The synthetic division table is:
$$ \begin{array}{c|rr}1&2&6\\& & \color{black}{2} \\ \hline &\color{blue}{2}&\color{orangered}{8} \end{array} $$Because the remainder $ \left( \color{red}{ 8 } \right) $ is not zero, we conclude that the $ x-1 $ is not a factor of $ 2x+6$.
First we need to create a synthetic division table.
Step 1 : Write down the coefficients of the dividend into division table. Put the zero from $ x -1 = 0 $ ( $ x = \color{blue}{ 1 } $ ) at the left.
$$ \begin{array}{c|rr}\color{blue}{1}&2&6\\& & \\ \hline && \end{array} $$Step 1 : Bring down the leading coefficient to the bottom row.
$$ \begin{array}{c|rr}1&\color{orangered}{ 2 }&6\\& & \\ \hline &\color{orangered}{2}& \end{array} $$Step 2 : Multiply by the number on the left, and carry the result into the next column: $ \color{blue}{ 1 } \cdot \color{blue}{ 2 } = \color{blue}{ 2 } $.

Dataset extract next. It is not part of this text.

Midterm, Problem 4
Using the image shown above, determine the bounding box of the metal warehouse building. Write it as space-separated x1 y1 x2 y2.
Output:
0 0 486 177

$$ \begin{array}{c|rr}\color{blue}{1}&2&6\\& & \color{blue}{2} \\ \hline &\color{blue}{2}& \end{array} $$Step 3 : Add down last column: $ \color{orangered}{ 6 } + \color{orangered}{ 2 } = \color{orangered}{ 8 } $
$$ \begin{array}{c|rr}1&2&\color{orangered}{ 6 }\\& & \color{orangered}{2} \\ \hline &\color{blue}{2}&\color{orangered}{8} \end{array} $$Remainder is the last entry in the bottom row $ \left(\color{red}{ 8 }\right)$.